As for who comes next, my sense is that the Alberto Gonzales trial balloon is a red herring. It wins Bush credit from some moderates and Latinos for having an ostensibly moderate Latino on the “short list,” and when he goes with a Janice Rogers Brown instead, he’ll win that much more credit from right-wing extremists for having “listened” to their concerns about Gonzales.

The good news is that there are still five votes on the Court for upholding Roe (Casey was 5-4, but since then Justice Ginsberg replaced Justice White, who was one of the four), though not Steinberg v. Carnhart, which the federal late-term abortion ban seems to have navigated around anyway. That said, support for the right to autonomy in intimate spaces and decisions long recognized by the court is absolutely a standard for just jurisprudence.

At least as important as support for Roe in the coming controversy, though, should be opposition to Lochner, the court’s atrocious 1905 decision overturning New York’s minimum wage statute on the grounds that the absolute right of contract including a “right to work” for poverty wages. Lochner was overturned in West Coast Hotel, which rightly upheld the power of the people, through the legislature, to foster justice in the face of collective action problems and asymetrical bargaining relationships by enforcing universal labor standards.

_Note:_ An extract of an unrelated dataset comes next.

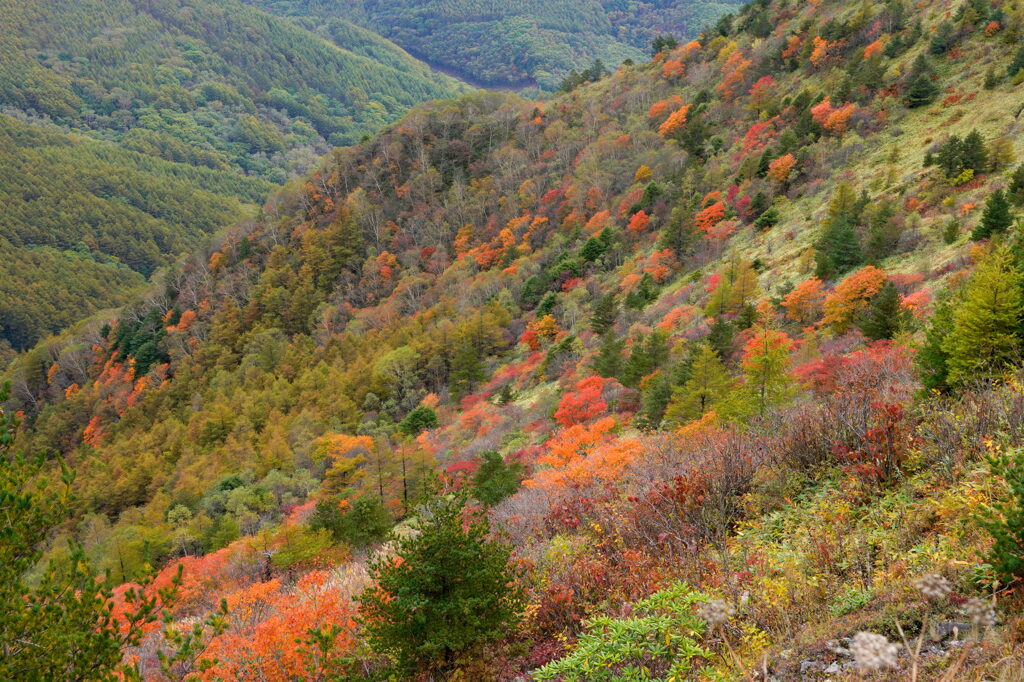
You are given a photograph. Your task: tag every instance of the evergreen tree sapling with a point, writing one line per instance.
(446, 589)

Since Justice Black’s dissent in Griswold, opponents of privacy rights have made the perversely labelled the cases protecting them as “Lochner”-like, ignoring the differences between legislation regulating the relationship between employers, employees, and consumers, one which is by definition public, and legislation which regulates the private choices of individuals. Much as Footnote IV in Carolene Products suggests that judicial review is more justified when exercised to protect the rights of “discrete and insular minorities” who face more obstacles in protecting themselves in the legislative process, legislation itself is that much more justified when it achieves collective ends a majority of individuals might prefer but be unable to enact individually due to collective action problems. The law wrongfully overturned in Lochner achieved majority support despite employer opposition because most workers preferred to work less than 60 hours a week but could not unilaterally refuse to work more without threatening their livelihood. It is far less credible to argue that the legislation barring contraceptive use rightfully overturned in Griswold solved a collective action problem shared by a majority of couples who did not want to use contraception themselves but were somehow unable to decide for themselves not to use them. This illustrates the distinction between private and public interaction, and why privacy rights, which protect the former from the kind of regulation appropriate for the latter, preserve personal freedom, while the absolute “right to work” suggested in Lochner diminishes it.

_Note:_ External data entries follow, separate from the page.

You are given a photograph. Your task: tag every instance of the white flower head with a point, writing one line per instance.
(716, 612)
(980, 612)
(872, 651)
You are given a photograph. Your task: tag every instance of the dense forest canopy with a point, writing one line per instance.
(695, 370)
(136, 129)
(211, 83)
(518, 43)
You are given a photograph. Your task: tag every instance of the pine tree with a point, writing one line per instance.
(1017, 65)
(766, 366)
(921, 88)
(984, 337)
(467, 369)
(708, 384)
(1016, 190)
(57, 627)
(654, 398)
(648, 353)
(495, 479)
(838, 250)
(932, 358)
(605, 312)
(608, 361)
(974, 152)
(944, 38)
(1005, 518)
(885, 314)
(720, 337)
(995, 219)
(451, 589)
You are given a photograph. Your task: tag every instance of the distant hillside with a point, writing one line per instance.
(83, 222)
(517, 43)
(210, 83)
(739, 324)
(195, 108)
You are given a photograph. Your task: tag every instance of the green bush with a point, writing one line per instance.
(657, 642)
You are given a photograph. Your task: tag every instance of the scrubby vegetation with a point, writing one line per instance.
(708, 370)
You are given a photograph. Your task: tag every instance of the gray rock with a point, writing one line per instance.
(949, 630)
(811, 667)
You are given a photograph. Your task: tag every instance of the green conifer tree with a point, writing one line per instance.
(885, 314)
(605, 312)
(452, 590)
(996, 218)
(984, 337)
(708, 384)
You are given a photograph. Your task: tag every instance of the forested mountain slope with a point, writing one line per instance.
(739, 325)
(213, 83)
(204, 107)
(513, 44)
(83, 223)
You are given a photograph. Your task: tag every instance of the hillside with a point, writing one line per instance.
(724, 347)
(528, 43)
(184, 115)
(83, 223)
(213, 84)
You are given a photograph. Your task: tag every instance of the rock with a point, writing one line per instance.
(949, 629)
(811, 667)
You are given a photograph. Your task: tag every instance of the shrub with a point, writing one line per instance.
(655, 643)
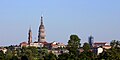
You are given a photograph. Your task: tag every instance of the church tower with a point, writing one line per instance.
(41, 32)
(30, 36)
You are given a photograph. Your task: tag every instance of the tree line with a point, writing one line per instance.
(73, 46)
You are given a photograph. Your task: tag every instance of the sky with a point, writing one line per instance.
(62, 18)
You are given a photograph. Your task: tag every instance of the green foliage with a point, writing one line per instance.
(73, 44)
(86, 47)
(115, 44)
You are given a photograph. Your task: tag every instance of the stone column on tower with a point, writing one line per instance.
(41, 32)
(30, 36)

While Justice Black makes equivalence between Lochner’s invocation of substantive due process and that in Justice White’s concurrence, the relationship between the fourteenth amendment and absolute laissez-faire contract rights is far more tenuous than the relationship between the Bill of Rights and privacy. The laissez-faire hostility to so-called “class legislation” was also explicitly rejected as constitutional law by the people through the sixteenth amendment, which in imposing an income tax recognizes the right and responsibility of government to pursue economic justice and equal opportunity through law. The American people, whose prosperity has been fostered and protected by many of those laws, deserve a new Supreme Court Justice who recognizes that right and that responsibility as well.